Na ONU, especialistas defendem regulamentação do lobby
BR

23 abril 2015

Em encontro internacional sobre administração pública, representante brasileiro sugere criação de uma resolução para que lobistas possam atuar de forma transparente; reunião foca também no combate à corrupção.

Leda Letra, da Rádio ONU em Nova York.

O Comitê da ONU de Especialistas em Administração Pública está reunido em Nova York, para sua sessão anual de debates. Os encontros, na sala do Conselho de Tutela, seguem até sexta-feira.

Representantes de vários países e ONGs discutem índices de integridade pública, eficiência do setor, aumento da transparência e combate à corrupção, como explicou à Rádio ONU o conselheiro especial do Congresso Nacional do Brasil.

Orientação

Em Nova York, Luiz Alberto dos Santos destacou que outro tema tratado pelo comitê foi a importância de se regulamentar o lobby a nível internacional.

“Sugeri ao Comitê de Especialistas que fosse considerada a hipótese de as Nações Unidas adotarem uma resolução ou uma convenção para que os países-membros possam ter uma orientação a seguir, no que se refere ao aperfeiçoamento dos seus mecanismos de integridade direcionados à organização e à regulamentação das atividades de lobby.

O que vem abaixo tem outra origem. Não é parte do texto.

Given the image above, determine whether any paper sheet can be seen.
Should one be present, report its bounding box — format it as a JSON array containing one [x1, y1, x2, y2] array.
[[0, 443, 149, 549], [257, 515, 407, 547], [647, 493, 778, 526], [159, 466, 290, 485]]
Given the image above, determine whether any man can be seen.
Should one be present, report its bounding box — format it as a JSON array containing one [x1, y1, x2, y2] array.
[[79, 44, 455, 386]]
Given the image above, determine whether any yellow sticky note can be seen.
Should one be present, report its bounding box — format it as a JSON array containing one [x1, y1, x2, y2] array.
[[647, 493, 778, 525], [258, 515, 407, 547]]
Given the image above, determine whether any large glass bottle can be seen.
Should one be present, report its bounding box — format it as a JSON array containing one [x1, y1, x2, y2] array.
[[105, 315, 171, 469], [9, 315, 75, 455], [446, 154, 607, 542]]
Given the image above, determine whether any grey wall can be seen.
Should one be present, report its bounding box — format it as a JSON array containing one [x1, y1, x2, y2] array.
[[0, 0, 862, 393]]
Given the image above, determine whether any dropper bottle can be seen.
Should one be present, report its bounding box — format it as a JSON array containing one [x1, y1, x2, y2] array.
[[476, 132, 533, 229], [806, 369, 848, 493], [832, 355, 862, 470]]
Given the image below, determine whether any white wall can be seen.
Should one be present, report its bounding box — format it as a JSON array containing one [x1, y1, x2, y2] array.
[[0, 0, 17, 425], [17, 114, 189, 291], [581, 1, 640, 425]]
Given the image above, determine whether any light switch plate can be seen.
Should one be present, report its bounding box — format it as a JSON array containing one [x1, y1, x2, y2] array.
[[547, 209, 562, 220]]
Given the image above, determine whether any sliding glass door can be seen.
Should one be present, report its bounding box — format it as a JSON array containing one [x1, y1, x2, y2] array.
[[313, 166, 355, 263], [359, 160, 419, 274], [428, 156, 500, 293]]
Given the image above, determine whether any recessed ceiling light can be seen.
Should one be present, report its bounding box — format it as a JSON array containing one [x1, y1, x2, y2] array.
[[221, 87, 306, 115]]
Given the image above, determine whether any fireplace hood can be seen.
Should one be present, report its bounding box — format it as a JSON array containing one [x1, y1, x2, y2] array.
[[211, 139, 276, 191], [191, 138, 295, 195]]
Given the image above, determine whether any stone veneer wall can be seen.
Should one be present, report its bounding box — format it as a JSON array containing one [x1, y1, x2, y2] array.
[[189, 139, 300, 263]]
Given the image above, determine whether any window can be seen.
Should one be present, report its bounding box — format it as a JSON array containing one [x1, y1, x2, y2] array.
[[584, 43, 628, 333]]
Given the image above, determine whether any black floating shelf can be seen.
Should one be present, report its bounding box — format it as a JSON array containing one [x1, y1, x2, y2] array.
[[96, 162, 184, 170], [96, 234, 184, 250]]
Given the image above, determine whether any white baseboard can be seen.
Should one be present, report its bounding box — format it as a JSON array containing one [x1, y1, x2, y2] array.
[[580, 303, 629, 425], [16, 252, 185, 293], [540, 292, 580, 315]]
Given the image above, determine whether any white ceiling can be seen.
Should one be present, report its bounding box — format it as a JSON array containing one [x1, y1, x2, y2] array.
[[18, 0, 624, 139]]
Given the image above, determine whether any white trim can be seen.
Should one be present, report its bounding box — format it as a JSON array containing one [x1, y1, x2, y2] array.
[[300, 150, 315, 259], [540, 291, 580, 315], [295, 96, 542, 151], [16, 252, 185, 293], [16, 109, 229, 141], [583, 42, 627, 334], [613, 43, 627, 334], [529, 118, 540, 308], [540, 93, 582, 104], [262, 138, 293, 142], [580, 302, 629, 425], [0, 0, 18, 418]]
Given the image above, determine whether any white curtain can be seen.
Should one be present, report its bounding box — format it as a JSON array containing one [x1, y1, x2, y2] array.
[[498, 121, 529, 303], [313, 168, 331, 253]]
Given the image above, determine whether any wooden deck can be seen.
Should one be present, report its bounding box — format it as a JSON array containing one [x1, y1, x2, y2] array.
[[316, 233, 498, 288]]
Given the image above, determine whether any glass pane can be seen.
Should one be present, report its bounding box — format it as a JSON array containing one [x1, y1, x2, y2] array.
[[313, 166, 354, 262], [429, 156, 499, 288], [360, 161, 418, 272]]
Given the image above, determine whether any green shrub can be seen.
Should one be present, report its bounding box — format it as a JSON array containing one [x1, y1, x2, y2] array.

São (atividades) importantes e essenciais ao sistema democrático, mas que requerem essa regulamentação para que possam atuar de forma transparente, idônea e responsável.”

Políticas

Segundo Luiz Alberto dos Santos, Estados Unidos e Canadá são países que já têm leis sobre regulamentação do lobby, mas a legislação é pendente em várias nações, como o Brasil.

O conselheiro do Congresso Nacional acredita que o comitê da ONU é importante, por ser um espaço onde os países trocam ideias sobre como melhorar sua capacidade de formulação e de implementação de políticas públicas.